Skin reconstruction method

Abstract

Some embodiments are directed to a method for preparing a skin substitute, a dermal substitute, to a skin substitute, to a dermal substitute and to a kit for implementing the method. Some other embodiments are directed to a graft that can consist of of a skin substitute and to the use thereof as treating a skin disorder and/or a loss of skin substance.

Claims

1. A method for preparing a skin substitute, comprising the steps of: a. culturing fibroblasts in a fibroblast culture medium M1; b. seeding a matrix including collagen with the fibroblasts obtained in step a; c. culturing the fibroblasts seeded in the matrix including collagen obtained in step b in a fibroblast culture medium M2 that includes ascorbic acid, an ascorbate, or a derivative thereof, whereby the matrix and the cultured fibroblasts form a dermal substitute; d. culturing melanocytes in a melanocyte culture medium M3; e. culturing keratinocytes in a keratinocyte culture medium M4; f. mixing the melanocytes obtained in step d with the keratinocytes obtained in step e; g. seeding the dermal substitute obtained in step c with the mixture of keratinocytes+melanocytes obtained in step f, wherein the seeding is carried out with a (keratinocytes+melanocytes)/fibroblasts ratio equal to or greater than 9/1 and less than or equal to 19/1; and h. culturing the seeded dermal substitute obtained in step g in a skin culture medium M5 thus forming the skin substitute thereof, wherein the medium M5 includes 40 to 60 mg/L of hyaluronic acid, a hyaluronate or a derivative thereof, and 40 to 60 mg/L of ascorbic acid, an ascorbate, a derivative thereof, and the skin substitute provided contains functional basal lamina.

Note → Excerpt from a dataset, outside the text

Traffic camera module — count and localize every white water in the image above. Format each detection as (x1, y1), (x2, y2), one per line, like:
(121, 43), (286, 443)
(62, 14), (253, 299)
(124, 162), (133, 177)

2. The method as claimed in claim 1, wherein the mixing of melanocytes and keratinocytes of step f is carried out with a melanocytes/keratinocytes ratio of 1/20 to 1/15.

3. The method as claimed in claim 1, wherein the seeding in step b is carried out at a density of from 20,000 to 50,000 fibroblasts/cm.sup.2 of surface area of the matrix including collagen.

4. The method as claimed in claim 1, wherein step c comprises: a first culturing step c′ of 18 to 28 hours in the presence of a fibroblast culture medium M21 that includes neither ascorbic acid nor ascorbate, and a second culturing step c″ of at least two days in the presence of a fibroblast culture medium M2 that includes ascorbic acid, an ascorbate, or a derivative thereof.

5. The method as claimed in claim 1, wherein step h comprises: a first culturing step h′ of 6 to 24 hours in the presence of a culture medium M51 that includes neither hyaluronic acid, nor hyaluronate, nor ascorbic acid, nor ascorbate, and a second culturing step h″ of at least 2 days in the presence of a culture medium M52 that includes hyaluronic acid, a hyaluronate, or a derivative thereof, and a third culturing step h′″ of at least two days in the medium M5 that includes 40 to 60 mg/L hyaluronic acid, hyaluronate, or derivative thereof, and 40 to 60 mg/L ascorbic acid, ascorbate, or derivative thereof.

6. The method as claimed in claim 1, wherein the skin substitute is further provided to contain at least one selected from the group consisting of: keratinized pluristratified epithelium with a stratum basal, a stratum spinosum, a stratum granulosum and a stratum corneum.

7. The method as claimed in claim 1, wherein the skin substitute is further provided to contain: basal melanocytes in contact with a dermal substitute containing functional fibroblasts.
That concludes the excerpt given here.